Amal Bentounsi, fondatrice du Collectif "Urgence notre police assassine"

Ce mardi, à l'annonce de la mort d'Aboubakar F., Amal Bentounsi, à la tête du Collectif "Urgence notre police assassine", a de nouveau ressenti "de l'indignation, de la colère. Cela fait remonter plein de choses" explique-t-elle. En 2012, elle perdait son frère Amine Bentounsi, recherché par la police pour des braquages, tué d'une balle dans le dos par un policier, alors qu'il tentait de fuir. Depuis, elle n'a de cesse "d'alerter l'opinion publique. Même s'il s'agit d'un délinquant, ou qu'il a tenté de fuir, on ne peut pas donner le "droit de tuer", ou sinon, cela s'apparente à la peine de mort ! Nous, les familles, avons un sentiment d'abandon, comme d'un déni des institutions et de la justice". 

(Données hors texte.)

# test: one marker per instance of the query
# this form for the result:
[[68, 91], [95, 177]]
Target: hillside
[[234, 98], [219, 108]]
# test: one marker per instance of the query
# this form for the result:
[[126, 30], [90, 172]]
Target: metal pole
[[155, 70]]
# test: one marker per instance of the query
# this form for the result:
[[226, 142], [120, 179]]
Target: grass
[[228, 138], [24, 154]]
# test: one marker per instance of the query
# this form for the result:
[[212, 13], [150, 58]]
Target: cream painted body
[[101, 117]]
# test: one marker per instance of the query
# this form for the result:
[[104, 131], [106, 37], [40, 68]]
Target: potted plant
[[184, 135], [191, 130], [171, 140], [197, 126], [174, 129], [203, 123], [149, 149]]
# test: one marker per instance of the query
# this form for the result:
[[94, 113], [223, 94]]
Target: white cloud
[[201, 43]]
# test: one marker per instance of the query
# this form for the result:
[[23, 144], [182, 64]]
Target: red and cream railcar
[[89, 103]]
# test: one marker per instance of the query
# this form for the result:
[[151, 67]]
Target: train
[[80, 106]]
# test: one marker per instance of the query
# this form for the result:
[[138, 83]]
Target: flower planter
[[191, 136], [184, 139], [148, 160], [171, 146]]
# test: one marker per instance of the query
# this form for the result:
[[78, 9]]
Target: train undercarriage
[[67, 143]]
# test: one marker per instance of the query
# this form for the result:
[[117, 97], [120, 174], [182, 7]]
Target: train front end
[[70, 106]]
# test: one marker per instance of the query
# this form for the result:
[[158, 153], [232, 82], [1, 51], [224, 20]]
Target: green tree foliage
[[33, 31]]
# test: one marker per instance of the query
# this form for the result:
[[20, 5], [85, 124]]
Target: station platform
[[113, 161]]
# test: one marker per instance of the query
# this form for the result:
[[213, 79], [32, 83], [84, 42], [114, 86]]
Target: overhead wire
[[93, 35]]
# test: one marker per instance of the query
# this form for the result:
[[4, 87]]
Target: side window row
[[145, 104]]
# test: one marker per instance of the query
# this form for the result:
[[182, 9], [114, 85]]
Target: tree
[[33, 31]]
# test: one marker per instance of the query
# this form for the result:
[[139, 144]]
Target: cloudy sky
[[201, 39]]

L'usage des armes à feu en hausse

Alors que le drame de Nantes attise toute les tensions, pour la première fois cette année, l'IGPN s'était lancée dans une démarche de transparence. Le 26 juin, l'Inspection Générale de la Police Nationale a rendu public le nombre de personnes tuées lors d'interventions policières : 14 morts depuis juillet 2017. Ce chiffre inclut notamment le terroriste abattu dans le quartier de l'Opéra à Paris en mai dernier, et d'autres personnes s'étant suicidées ou ayant trouvé la mort en prenant la fuite. Selon le chercheur Jacques de Maillard, professeur des universités en science politique, auteur notamment de l'ouvrage "Polices Comparées", "on peut difficilement dire qu'on a une police en France qui fait usage de la force tous azimuts ou de manière incontrôlée. Le nombre de morts reste limité. On n'est pas du tout comme aux Etats-Unis, qui enregistrent de l'ordre de 1000 morts par an". 

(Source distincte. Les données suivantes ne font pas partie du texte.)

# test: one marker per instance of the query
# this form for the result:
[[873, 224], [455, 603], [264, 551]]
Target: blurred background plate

Le rapport dévoile aussi un recours aux armes à feu chez les policiers qui a explosé : +54 % entre 2016 et 2017, soit 394 utilisations. Ce chiffre est cependant difficilement interprétable pour l'universitaire Jacques de Maillard, qui souligne que cet indicateur est tout récent, et que cette hausse apparente pourrait être due à une meilleure remontée de l'information. 

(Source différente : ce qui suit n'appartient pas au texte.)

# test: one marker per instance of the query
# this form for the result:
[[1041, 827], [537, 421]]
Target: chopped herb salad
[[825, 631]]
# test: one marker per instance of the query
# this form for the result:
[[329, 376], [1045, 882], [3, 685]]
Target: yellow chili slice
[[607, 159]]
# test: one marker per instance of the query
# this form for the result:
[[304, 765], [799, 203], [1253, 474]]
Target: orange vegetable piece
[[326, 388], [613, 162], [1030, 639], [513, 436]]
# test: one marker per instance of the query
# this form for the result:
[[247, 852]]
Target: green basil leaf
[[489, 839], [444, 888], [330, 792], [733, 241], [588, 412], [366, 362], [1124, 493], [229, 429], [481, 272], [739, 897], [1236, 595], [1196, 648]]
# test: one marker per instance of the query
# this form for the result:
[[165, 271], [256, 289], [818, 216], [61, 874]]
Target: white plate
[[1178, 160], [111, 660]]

La force, cela peut aller des menottes, à donner un ordre, à l'utilisation d'une arme. Au delà des conditions de sommation, la philosophie de la désescalade doit être encouragée
Jacques de Maillard, chercheur sur les questions policières


Pour autant, il attire l'attention sur la nouvelle loi de février 2017, de libéralisation de l'usage des armes à feu pour les policiers, désormais alignée sur celle des gendarmes. Les policiers peuvent depuis février 2017 faire usage de leur arme après sommation, pour défendre par exemple des lieux qu'ils occupent, ou "lorsqu'ils ne peuvent immobiliser, autrement que par l'usage des armes, des véhicules, dont les conducteurs n'obtempèrent pas à l'ordre d'arrêt et dont les occupants sont susceptibles de perpétrer, dans leur fuite, des atteintes à leur vie ou à leur intégrité physique ou à celles d'autrui".

Si certains estiment que dans les faits, la loi a peu d'effets, l'usage des armes étant toujours régie par la condition  "d'absolue nécessité et de manière strictement proportionnée" (Loi n° 2017-258), pour le Collectif Urgence notre police assassine, c'est l'équivalent d'"un permis de tuer, avec une violence qui va augmenter des deux côtés, avec des policiers qui vont s'octroyer plus de droits".
  

Philosophie de la désescalade

L'affaire de Nantes montre comment un évènement  mineur dérape, et devient dramatique. Elle commence par un contrôle routier, tout comme l'affaire Théo commence par exemple par un contrôle d'identité. C'est justement là que se situe le noeud. Comment la police doit-elle faire usage de la force et du pouvoir dont elle dispose? Comment la police doit-elle gérer son action ordinnaire?

"La force, cela peut aller des menottes, à donner un ordre, à l'utilisation d'une arme. Au delà des conditions de sommation, la philosophie de la désescalade doit être encouragée" estime Jacques de Maillard.

Une partie de l'enjeu se situe au niveau des relations quotidiennes entre police et population, avec ce qu'elles comportent de conflit, et déjà, de violence.